For a second, I was thrown off guard. I was driving to his place—which, in Los Angeles traffic, feels like the other end of the world. Normally I would make this commute begrudgingly, thinking of all the reasons we should be in my area of the city. And yet, that wasn’t the case. Music was blaring out the open windows and my hands oscillated between a steady dance to each song’s beat and a white-knuckled grip on the steering wheel. And then it hit me. I’m excited to see this person.
Immediately I checked myself. It was the first time in a long time I felt this way about a person. Sure, I’ve liked people before, even to the point of immersing myself into their worlds. But as corny as it sounds, this time I felt like there were electric currents running through my body.
Since then, I’ve had one recurring thought: “I don’t want this feeling to end.” Every time I catch myself turning this notion over and over, I try to balance it out. I remind myself I’m still in the early stages, and that this is what they call the “honeymoon period” Eventually, I started to wonder: is it possible that the honeymoon period can last forever?
Cynics (and realists) will probably tell me no. While I’m a self-proclaimed romantic, I’ve always recognized that the earlier moments of a relationship—or any new chapter—is it exactly as it sounds: temporary. But now, I’m beginning to think otherwise.
“How you love is an active choice.”
Hear me out. I know that relationships, whether they’re with your significant other, your closest friends, your family, or even your work wife, will always change. As the Greek philosopher Heraclitus so aptly put it, “The only constant in life is change.” Honeymoon phase or not, what your relationship looked like on day one will be vastly different on day umpteen. With that in mind, let’s carry on.

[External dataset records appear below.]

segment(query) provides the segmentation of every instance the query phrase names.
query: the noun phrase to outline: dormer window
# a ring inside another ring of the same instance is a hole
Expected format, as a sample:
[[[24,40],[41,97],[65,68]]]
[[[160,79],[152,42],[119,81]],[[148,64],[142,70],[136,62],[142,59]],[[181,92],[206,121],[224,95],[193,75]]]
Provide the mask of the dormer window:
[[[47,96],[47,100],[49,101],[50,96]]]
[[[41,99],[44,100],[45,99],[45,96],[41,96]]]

There’s something about those early stages in a relationship that many fondly reminisce over in later days. Some attribute it to the fact that everyone’s on their “best behavior” at the beginning, whatever that means. It could be the novelty of a budding romance, the excitement of experiencing a new thing. But as time moves on, what once felt fresh and new eventually becomes known, and the line that divides the honeymoon period quietly melts into the rest of your relationship. This is the part I always want to skip.
The early stage giddiness is great, but the idea of being known is what makes me so fascinated by relationships and what makes me so excited to be in one. Perhaps that is what extends the “honeymoon phase” beyond its shelf life.
Love is a choice. How you love is an active choice — which means that sweet honeymoon life will last as long as you let it. It might take a little more work than you’d expect sometimes, whether that means working to keep the flame alive in your long term relationship or discovering more about your partner as if you were starting from the beginning. Of course, that’s all up to you.
So, to answer my question: yeah, it’s possible that the honeymoon period can last forever, if that’s what you want. I think it can.